To build the code, simply run
python build.py
in this directory (with prerequisites numpy, cyantities & meson installed).
To run the simulation after building,
python run.py
This simple codes computes the gravitational force acting on bodies of different mass with a gravitational acceleration of 9.81 m s⁻².
The purpose of this example is to demonstrate how to interface array-Quantites from C++ numerics code using various methods: index-based access, iterators, and range adaptor closures.
There are three source files for the binary extension: gravity.pyx
,
gravity.hpp
, and gravity.cpp
. These reflect the typical minimum of source
files (more C++ sources would probably exist). The meson.build
file
illustrates how these sources can be compiled into a Python extension.
The build.py
script is a simple build script that uses Meson to compile
the gravity
extension, and subsequently copies the built extension to
this root folder. Since this example aims to mimic a specialized scientific
simulation, that is typically executed for one purpose only, the whole
layout is kept simple and based on everything being available in this
root directory and controlled by the run.py
control script.
The subprojects/cyantities/meson.build blueprint Meson build file takes care of the discovery of the Cyantities headers and provides a Meson requirement. It can simply be copied to Meson-based projects to include and link to Cyantities.

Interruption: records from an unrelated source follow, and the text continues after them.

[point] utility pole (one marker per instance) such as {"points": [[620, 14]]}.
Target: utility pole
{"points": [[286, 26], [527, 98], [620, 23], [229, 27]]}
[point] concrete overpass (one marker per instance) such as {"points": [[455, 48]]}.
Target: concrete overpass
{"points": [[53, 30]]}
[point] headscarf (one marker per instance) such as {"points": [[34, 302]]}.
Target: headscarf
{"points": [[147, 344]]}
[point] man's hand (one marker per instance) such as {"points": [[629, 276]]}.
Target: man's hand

The gravity example lends itself to a benchmark of the computational overhead that Cyantities causes when wrapping the pure number crunching. Its numerics consist of a single multiplication---as plain as it gets---so that runtime goes as close to iteration overhead as possible.
The benchmark.py
script uses the gravity
extension to benchmark different
methods to perform the multiplication of a large array (5e8 elements) with a
single number. The methods tested are
- Pure NumPy array multiplication (baseline)

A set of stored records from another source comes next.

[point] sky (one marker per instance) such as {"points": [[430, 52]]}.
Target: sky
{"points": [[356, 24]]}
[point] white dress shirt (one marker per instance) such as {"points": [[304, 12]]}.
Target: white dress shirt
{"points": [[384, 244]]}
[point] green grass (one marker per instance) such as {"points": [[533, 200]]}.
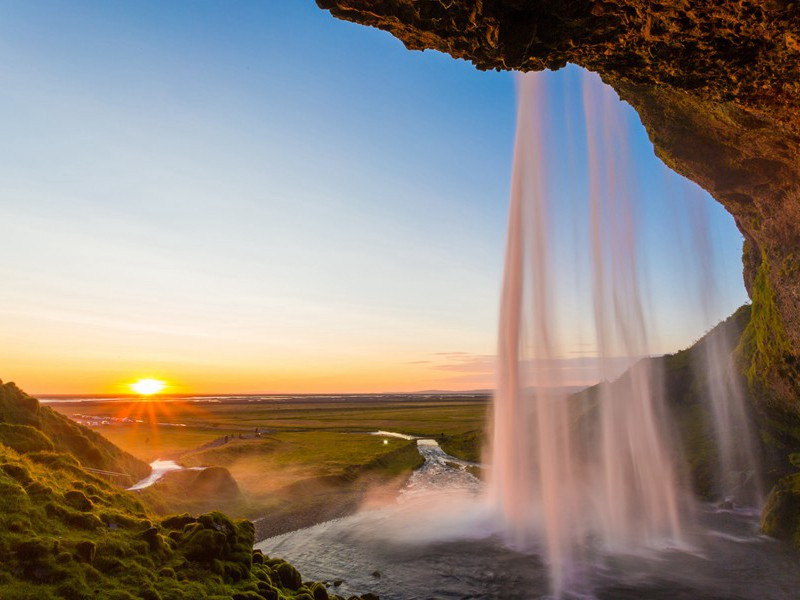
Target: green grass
{"points": [[67, 533], [301, 441]]}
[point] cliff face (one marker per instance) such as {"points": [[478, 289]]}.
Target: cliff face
{"points": [[717, 85]]}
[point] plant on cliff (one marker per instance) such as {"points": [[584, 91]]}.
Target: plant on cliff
{"points": [[67, 533]]}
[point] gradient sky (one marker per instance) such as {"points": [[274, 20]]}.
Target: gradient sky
{"points": [[256, 197]]}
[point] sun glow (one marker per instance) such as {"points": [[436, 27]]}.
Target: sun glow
{"points": [[148, 387]]}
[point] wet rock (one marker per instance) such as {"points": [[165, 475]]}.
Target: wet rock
{"points": [[289, 576]]}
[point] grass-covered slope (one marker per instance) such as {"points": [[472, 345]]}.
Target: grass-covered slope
{"points": [[285, 481], [27, 426], [68, 533]]}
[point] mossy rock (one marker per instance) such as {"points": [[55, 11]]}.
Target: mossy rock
{"points": [[289, 576], [781, 516]]}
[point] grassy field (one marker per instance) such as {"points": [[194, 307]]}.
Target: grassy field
{"points": [[295, 461], [295, 428]]}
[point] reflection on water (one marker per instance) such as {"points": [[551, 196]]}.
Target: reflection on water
{"points": [[439, 540]]}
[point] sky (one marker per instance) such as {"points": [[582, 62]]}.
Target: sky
{"points": [[258, 198]]}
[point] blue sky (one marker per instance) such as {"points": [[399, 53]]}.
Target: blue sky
{"points": [[258, 197]]}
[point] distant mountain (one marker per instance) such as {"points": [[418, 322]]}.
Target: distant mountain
{"points": [[66, 532]]}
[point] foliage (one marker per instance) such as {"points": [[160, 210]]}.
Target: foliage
{"points": [[27, 426], [764, 344], [67, 533]]}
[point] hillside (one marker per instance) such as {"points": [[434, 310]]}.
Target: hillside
{"points": [[68, 533], [27, 426]]}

- Multiplication of an array-valued Quantity with a scalar Quantity
- C++: piping of range adaptor closures (RAC; the
|
operator syntax) - C++: explicit use of iterators
- C++: index-based iteration
The relevant C++ code for the RAC (3.) from gravity.cpp
is
std::ranges::copy(
m.const_iter<Mass>()
| std::ranges::views::transform(
[g](const Mass& mi) -> Force
{
return mi * g;
}
),
F.iter<Force>().begin()
);
The explicit use of iterators is written
auto out = F.iter<Force>().begin();
auto generator = m.const_iter<Mass>();
for (auto in = generator.begin(); in != generator.end(); ++in){
Mass mi = *in;
*out = mi * g;
++out;
}
Finally, the index-based version is written
for (size_t i=0; i<m.size(); ++i){
F.set_element(i, m.get<Mass>(i) * g);
}
On a system with AMD Ryzen 5 3600 6-Core Processor with 64GB RAM the following results were obtained on 2024-05-05:
Pure numpy: 0:00:00.550028
Quantities: 0:00:00.548521
C++ RAC (pipes): 0:00:01.594884
C++ iterators: 0:00:01.168716
C++ indexing: 0:00:24.155272
The difference between pure NumPy array multiplication and the multiplication with additional Cyantities overhead is negligible. The explicit use of iterators incurs about a factor of 2 overhead, and the use of pipes is roughly a factor 3.

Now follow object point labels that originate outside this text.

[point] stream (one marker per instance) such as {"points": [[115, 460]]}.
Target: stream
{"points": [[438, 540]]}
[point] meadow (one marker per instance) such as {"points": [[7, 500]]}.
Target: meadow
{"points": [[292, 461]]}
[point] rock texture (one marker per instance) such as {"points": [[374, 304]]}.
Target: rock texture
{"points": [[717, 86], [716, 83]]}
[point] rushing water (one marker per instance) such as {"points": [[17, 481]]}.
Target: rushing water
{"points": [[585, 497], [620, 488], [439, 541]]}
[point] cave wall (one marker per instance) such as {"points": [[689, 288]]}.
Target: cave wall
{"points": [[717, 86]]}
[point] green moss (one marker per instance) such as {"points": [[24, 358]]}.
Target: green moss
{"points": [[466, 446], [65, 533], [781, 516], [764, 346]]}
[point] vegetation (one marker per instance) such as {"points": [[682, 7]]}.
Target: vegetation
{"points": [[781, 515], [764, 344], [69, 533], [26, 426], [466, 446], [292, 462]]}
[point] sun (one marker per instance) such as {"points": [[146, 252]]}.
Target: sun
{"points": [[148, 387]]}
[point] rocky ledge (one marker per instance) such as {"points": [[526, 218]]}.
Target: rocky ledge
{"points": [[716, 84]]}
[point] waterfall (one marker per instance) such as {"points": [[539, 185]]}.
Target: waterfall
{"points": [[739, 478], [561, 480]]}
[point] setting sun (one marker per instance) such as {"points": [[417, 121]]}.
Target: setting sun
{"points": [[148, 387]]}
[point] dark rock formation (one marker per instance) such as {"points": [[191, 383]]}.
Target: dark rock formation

The overhead of the explicit indexing is significant, a factor of 44. The
underlying reason is that this approach requires two dynamic translations of
the unit information from the cyantities::Quantity
instance to a
boost::units::quantity
variable per iteration. The iterator and piping
approach can reduce this to a single call and store the result in the iterator
objects for the remaining iterations.
The results are probably not representative for use cases where unit parsing or
object generation are dominating the runtime cost (e.g. tight loops that
need to parse or generate units or quantities, possibly in Python). In many
actual use cases with high execution cost due to large data arrays, this
benchmark should give a good guideline.
What is more, typical use cases that mandate a switch to C++ rather than using
Quantity
multiplications include costly numerics. Then, the overhead of any
of the iteration methods may be negligible.